SACRAMENTO, Calif. (CN) — Seeking to align California with most of the country, a key lawmaker on Monday unveiled legislation that would scrap the state’s attendance-based education funding system for one centered on enrollment.
On the first day of the 2022 legislative year, state Senator Anthony Portantino proposed a major reframing of how the nation’s most populous state funds its over 1,000 K-12 school districts. The Los Angeles Democrat who chairs the state Senate Appropriations Committee says the decades-old attendance formula disproportionately impacts districts beset by high truancy rates.
Pointing to the state’s rosy finances, Portantino wants to create a multibillion-dollar supplemental pool that will help districts in places like Los Angeles and the Central Valley that struggle with poor attendance hire more teachers and offer better curriculum.
“With a $31 billion projected surplus, this is the time to look at structural reform in how we fund education,” Portantino said during a virtual press conference. “This is the time for K-12 to be front and center in the budget conversation going forward.”
For over five decades, California has tied education dollars directly to average daily attendance — one of only six states that does not consider total student enrollment.
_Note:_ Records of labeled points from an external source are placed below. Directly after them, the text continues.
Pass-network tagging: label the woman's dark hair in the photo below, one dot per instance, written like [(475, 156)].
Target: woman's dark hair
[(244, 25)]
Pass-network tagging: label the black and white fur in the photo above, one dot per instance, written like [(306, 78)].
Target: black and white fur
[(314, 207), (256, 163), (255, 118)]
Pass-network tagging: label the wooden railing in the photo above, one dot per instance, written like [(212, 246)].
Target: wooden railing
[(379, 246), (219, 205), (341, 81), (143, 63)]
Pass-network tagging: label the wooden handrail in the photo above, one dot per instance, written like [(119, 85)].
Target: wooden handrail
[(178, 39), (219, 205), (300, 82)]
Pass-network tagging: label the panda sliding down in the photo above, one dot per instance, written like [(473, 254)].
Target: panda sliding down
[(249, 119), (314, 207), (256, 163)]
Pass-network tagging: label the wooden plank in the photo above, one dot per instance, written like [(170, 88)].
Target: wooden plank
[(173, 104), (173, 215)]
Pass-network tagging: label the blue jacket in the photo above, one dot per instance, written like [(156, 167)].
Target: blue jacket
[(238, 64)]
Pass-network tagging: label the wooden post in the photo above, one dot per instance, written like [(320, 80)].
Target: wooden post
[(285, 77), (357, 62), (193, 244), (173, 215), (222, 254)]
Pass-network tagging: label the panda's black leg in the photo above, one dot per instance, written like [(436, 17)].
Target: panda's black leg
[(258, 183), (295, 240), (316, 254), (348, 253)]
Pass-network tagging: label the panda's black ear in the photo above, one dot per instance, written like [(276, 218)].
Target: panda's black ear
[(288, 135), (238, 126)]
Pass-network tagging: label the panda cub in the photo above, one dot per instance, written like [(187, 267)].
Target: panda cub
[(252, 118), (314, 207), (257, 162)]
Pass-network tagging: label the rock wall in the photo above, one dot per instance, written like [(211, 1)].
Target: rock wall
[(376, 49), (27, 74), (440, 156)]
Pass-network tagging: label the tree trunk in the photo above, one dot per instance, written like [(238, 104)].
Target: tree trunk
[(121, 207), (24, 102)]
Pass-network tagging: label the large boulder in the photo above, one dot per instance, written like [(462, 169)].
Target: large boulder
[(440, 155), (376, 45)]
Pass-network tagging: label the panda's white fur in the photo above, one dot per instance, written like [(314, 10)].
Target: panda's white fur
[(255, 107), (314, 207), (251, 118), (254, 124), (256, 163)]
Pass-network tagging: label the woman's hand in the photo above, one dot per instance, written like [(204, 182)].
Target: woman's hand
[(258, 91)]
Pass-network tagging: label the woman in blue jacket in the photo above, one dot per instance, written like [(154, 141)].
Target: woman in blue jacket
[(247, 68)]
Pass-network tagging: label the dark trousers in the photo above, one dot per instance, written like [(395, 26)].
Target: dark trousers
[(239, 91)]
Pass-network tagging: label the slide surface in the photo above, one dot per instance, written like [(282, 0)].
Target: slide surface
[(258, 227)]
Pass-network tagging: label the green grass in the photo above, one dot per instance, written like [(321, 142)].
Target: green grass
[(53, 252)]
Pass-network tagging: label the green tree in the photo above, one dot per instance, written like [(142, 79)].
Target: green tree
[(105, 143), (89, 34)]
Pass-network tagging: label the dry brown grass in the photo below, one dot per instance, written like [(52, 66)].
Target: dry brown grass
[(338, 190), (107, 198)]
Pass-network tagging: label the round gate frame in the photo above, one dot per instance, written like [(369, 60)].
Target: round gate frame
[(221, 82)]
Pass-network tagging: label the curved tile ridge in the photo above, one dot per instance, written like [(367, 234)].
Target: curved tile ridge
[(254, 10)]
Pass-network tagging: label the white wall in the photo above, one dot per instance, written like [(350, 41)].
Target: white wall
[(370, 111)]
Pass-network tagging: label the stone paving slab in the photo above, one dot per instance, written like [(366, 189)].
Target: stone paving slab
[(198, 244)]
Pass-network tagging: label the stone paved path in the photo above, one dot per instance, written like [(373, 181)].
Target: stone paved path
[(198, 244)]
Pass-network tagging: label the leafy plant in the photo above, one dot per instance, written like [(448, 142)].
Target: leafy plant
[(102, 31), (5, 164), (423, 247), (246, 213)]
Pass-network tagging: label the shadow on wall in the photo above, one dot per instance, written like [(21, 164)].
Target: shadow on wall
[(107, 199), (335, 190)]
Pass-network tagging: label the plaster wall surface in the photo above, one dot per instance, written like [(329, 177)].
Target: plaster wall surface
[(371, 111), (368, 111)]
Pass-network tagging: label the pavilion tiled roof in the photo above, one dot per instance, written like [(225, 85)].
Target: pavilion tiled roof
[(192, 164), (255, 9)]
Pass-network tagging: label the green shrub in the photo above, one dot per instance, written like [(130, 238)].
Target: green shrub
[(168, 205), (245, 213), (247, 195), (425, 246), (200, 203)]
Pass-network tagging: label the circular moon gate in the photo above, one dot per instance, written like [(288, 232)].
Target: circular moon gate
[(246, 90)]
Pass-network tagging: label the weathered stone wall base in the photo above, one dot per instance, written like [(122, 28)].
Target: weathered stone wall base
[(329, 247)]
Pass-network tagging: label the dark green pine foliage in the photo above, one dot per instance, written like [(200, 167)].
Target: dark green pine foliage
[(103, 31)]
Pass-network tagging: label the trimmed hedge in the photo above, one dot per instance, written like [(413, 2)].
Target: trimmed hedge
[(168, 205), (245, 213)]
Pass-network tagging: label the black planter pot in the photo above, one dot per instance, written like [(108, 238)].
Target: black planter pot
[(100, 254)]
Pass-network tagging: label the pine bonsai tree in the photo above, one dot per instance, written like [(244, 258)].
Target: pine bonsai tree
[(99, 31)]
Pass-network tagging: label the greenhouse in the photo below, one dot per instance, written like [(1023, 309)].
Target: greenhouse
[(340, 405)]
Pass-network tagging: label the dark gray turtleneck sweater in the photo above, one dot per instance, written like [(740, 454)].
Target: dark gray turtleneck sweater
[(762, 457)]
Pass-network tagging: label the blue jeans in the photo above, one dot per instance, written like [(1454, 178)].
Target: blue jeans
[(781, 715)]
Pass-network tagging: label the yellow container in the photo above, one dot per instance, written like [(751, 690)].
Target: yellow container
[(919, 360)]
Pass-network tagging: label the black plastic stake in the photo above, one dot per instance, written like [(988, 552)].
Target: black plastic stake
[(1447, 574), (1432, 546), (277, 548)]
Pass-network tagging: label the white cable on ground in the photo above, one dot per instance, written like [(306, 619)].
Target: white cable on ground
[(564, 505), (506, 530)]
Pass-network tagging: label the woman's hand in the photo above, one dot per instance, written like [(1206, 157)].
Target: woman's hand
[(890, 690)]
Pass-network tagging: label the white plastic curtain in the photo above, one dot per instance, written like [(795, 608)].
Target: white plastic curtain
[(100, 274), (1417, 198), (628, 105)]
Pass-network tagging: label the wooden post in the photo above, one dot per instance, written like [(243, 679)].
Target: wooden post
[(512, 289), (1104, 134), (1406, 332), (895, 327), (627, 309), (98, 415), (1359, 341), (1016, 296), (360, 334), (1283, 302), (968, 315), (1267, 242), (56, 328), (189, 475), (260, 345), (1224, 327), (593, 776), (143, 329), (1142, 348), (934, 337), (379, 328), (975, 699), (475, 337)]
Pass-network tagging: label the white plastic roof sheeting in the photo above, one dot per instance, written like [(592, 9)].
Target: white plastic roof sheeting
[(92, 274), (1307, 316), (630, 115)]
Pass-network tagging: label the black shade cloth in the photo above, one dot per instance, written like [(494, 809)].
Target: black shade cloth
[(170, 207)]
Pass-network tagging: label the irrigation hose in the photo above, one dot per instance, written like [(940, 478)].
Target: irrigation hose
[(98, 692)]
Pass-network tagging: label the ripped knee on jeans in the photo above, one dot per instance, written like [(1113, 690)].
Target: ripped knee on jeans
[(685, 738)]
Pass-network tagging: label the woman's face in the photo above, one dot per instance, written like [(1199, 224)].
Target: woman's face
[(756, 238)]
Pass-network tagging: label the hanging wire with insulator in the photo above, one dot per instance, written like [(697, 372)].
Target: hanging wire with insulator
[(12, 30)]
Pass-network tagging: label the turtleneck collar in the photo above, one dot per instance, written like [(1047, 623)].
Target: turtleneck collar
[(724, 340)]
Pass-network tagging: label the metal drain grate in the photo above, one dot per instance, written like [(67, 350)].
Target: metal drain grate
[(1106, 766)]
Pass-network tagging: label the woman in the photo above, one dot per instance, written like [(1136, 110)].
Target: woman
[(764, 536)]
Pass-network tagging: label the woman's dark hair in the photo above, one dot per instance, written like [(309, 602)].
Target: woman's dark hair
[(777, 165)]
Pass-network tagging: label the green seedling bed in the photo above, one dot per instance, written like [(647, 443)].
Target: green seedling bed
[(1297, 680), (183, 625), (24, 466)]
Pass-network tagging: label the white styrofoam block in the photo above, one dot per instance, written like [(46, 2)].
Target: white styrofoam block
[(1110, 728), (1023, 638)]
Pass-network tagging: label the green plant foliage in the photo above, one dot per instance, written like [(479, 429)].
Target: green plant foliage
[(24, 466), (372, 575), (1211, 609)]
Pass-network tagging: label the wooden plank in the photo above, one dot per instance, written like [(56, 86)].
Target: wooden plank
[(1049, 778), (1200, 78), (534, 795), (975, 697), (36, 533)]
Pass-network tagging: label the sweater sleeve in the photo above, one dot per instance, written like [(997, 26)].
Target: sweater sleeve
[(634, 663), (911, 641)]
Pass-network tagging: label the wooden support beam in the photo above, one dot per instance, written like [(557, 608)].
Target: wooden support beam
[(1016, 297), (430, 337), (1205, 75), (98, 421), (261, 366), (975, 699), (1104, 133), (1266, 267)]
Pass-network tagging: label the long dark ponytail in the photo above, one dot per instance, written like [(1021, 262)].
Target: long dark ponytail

Critics say the attendance formula leads to unfair levels of financial support and does little to prevent absenteeism as originally intended.
Portantino hopes to strike while the state’s coffers are full and implement the funding change before the 2022-2023 budget is finalized in June.
“California has long been a leader but here we are with Idaho, Kentucky, Mississippi, Missouri and Texas,” Portantino said.
While California schools received record-levels of funding in the current budget and figure to see another boost in the next spending bill, Portantino says the money hasn’t necessarily been spread equally. By shifting to an enrollment scheme by the 2023-2024 school year, he claims Senate Bill 830 could create up to $3 billion in new K-12 funding.
Proponents say the supplemental funding will help administrators plan for the school year, noting districts create budgets based on individual enrollment and not previous attendance levels. For example, a school district with 90% daily attendance in the previous year must still prep for the possibility of increased or even full-attendance rates in the next.
California currently sets individual districts’ standard funding on enrollment minus the daily average of absent students. To contend with increased truancy rates and sputtering enrollment during the pandemic, California the last two years has based funding on pre-Covid-19 data.
According to state data, over 755,000 K-12 students were chronically absent during the 2018-2019 school year. The state classifies students as chronically absent if they miss over 10% of instructional days during the enrollment period.
Enrollment fell overall statewide including at LA Unified School District, which has lost over 27,000 students since the 2020-2021 school year. District administrators say SB 830 will provide new funding and enable the state’s largest K-12 district to better confront truancy.
Kelly Gonez, president of the LAUSD board of education, says just getting to school can be hard for many students due to pandemic-related trauma and financial stress.
“Senator Portantino’s proposed legislation would provide a more equitable funding mechanism so that school districts like mine can really address the root causes of chronic absenteeism,” Gonez said. “By addressing those root causes we will see more students in the classroom everyday learning.”
Under SB 830, districts eligible for the supplemental funding would be required to spend at least half of the new money on truancy prevention programs. In addition, Portantino says no district would receive less funding per student than it currently gets.
The California School Employees Association is sponsoring the proposal, saying it will help districts track down absent students and subsequently improve attendance. Association president Matthew Dishman called the potential shift to an enrollment formula well overdue.
“The truth is attendance-based funding punishes students in schools that most need the state’s financial support,” Dishman said.